Follow our ambitious, newsroom-wide series examining the growing problem of homelessness across Sacramento and California in 2023, examining government policy, money, addiction, mental health and more.


But then came life’s detour. In 2009, I moved from California for the first time, leaving Sacramento, where I had lived for three years for the opportunity to become an editor at the Indianapolis Star.

I stayed in Indy for more than 13 years. It was an interesting time – a great place to raise a child, a great place to work, and a place where you could afford a 4-bedroom, two-bath house on a three-quarter acre lot for a mortgage payment hundreds less than the cost to rent an apartment in Sacramento.

Still, this is home. So when The Sacramento Bee provided me with the opportunity to return, I did.

My brother lives in Folsom so it’s not as though I have remained entirely absent from the area, I was aware of some of the changes – good and bad – that have taken place in the community..

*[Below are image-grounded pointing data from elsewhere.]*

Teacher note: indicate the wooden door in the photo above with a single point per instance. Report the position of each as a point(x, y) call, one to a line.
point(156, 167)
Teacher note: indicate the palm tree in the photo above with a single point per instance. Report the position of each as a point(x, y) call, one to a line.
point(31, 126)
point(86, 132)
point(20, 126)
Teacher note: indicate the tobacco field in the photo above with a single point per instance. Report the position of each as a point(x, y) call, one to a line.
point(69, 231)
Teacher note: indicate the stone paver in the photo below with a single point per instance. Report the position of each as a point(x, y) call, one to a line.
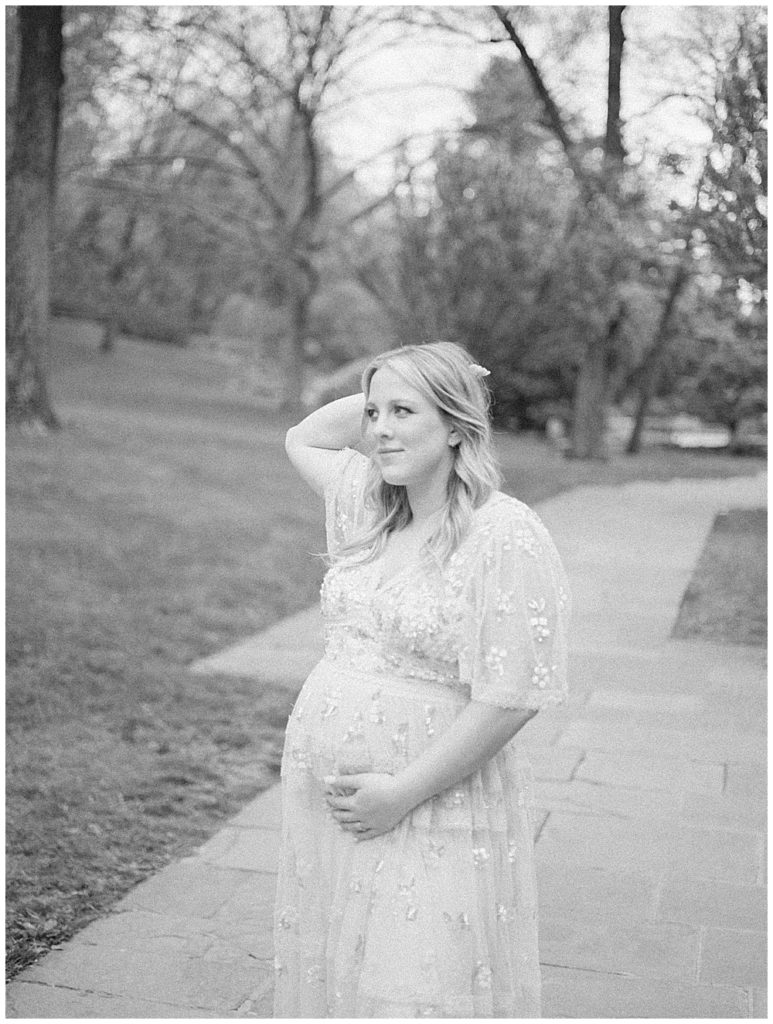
point(650, 787)
point(722, 905)
point(733, 957)
point(590, 995)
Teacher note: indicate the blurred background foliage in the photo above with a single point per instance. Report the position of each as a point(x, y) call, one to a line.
point(195, 179)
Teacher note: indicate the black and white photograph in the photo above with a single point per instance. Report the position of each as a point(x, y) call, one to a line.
point(386, 511)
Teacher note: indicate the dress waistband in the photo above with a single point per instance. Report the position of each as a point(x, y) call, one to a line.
point(416, 687)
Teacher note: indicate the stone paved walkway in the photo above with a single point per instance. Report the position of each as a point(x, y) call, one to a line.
point(651, 785)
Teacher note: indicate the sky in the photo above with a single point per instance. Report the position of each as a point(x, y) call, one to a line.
point(379, 121)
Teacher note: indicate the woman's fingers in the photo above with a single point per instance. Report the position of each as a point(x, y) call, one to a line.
point(345, 816)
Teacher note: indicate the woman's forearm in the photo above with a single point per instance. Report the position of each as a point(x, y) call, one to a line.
point(337, 425)
point(474, 737)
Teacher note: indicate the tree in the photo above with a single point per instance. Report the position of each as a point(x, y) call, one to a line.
point(597, 190)
point(253, 87)
point(728, 218)
point(30, 203)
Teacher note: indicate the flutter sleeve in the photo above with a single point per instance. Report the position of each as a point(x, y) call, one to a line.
point(344, 507)
point(514, 650)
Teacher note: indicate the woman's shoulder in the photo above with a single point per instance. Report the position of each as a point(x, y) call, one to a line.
point(504, 522)
point(502, 512)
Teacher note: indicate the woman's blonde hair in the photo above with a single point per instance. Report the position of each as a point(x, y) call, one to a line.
point(447, 376)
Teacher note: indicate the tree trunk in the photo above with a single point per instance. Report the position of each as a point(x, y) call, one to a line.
point(652, 360)
point(30, 198)
point(614, 152)
point(592, 393)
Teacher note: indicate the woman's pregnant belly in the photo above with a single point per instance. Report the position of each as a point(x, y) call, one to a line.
point(347, 721)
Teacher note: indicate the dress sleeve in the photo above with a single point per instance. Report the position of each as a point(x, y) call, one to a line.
point(517, 607)
point(344, 507)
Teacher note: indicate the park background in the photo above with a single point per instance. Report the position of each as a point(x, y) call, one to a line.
point(215, 217)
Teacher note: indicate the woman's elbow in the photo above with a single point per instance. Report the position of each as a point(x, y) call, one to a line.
point(291, 439)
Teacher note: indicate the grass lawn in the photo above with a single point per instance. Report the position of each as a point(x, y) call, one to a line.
point(162, 523)
point(726, 601)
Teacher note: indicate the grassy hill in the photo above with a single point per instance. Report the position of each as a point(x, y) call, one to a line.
point(162, 523)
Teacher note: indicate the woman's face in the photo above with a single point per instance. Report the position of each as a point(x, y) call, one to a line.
point(411, 437)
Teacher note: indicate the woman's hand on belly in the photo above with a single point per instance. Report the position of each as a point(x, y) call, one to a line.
point(368, 804)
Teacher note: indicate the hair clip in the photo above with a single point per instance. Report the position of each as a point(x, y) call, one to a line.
point(479, 371)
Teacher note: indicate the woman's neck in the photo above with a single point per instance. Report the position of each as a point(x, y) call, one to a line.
point(426, 503)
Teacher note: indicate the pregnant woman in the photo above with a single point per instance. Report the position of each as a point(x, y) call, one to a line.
point(406, 883)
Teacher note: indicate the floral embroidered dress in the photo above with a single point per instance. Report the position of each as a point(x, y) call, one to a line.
point(438, 916)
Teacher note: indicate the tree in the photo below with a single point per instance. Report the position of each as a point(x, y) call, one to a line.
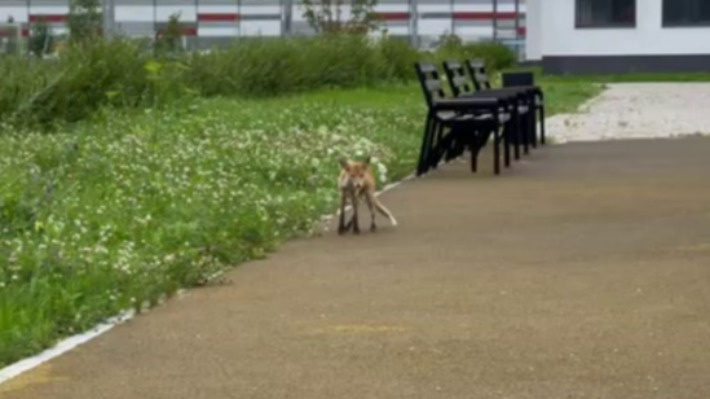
point(41, 38)
point(325, 16)
point(85, 20)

Nothing, though, has struck me or disturbed me more than the change I witness daily on our city’s streets:

An elderly man on the sidewalk, a mom and child in a parking lot, a disabled man with a sign at an exit ramp, a blur of homeless humanity, from the mentally ill to the substance-impaired, creating a new landscape of despair.

Homelessness is not new. It is a chronic problem.

We are now approaching 10,000 homeless people in our county and its cities, assuming we already have not surpassed that number. The most recent total from January was 9,728, according to the federally-mandated point in time count. This number has surged from 5,570 in January 2019, and 3,665 in January 2017.

But that same report also concluded that 20,000 people in the county and its cities are expected to experience homelessness at some point this year.

The problem has never been more acute or in more need of attention – from lawmakers, from nonprofits, from public agencies, from the community, and, yes, from us here at The Sacramento Bee.

Over the next months and likely well into next year, The Bee is launching an ambitious newsroom-wide effort called “Homelessness: Our urgent human crisis” to examine the issue.

We will investigate and assess previous efforts and programs. We will take a hard look at the money being spent. And we will do out best to uncover and illuminate what has worked elsewhere.

I’m not naive enough to think that a series of stories by the local newspaper is going to magically solve a problem of that magnitude. Not even close.

But I have been a journalist long enough to know that good, honest reporting that seeks the truth, that calls out failures and illuminates successes can make a difference. I’ve experienced it.

Still, even more importantly, it’s what we should be doing. And it’s what you should expect from us as journalists who live among you and call Sacramento our home.

Let’s be transparent about where we are coming from and some of our assumptions going into this. Homelessness is a complicated problem without simple solutions. That’s due, in large part, because those who live on the streets find themselves there for myriad reasons – and the solutions need to target those varying issues: substance abuse, mental illness, housing prices and unemployability (either because of a lack of skills or, yes, a lack of inclination to work).

Blame can be spread far and wide. Virtually every level of government has failed to do anything it seems other than to blame another level of government. And when elected officials do act, too often it seems it is for the cosmetic purpose of “moving” the problem, rather than sincerely dealing with the complicated factors that have created this societal crisis..

I also want to emphasize that our coverage will never be void of compassion and humanity. We are mindful that behind each program success or failure, each novel new approach, people are affected, in some cases in ways it would be impossible for many of us to begin to understand – or ever want to grapple with.

Finally, let me reiterate why we are investing so much time and energy into reporting on this issue. The people you see on the streets are someone’s spouse or sibling or child or parent or friend. And they are part of our community.

We owe our community no less than a sincere effort to use our journalism to help ease this first-world shame. And you, as loyal readers and supporters of The Bee, should demand no less.

Thank you for that continued support, as well as your feedback.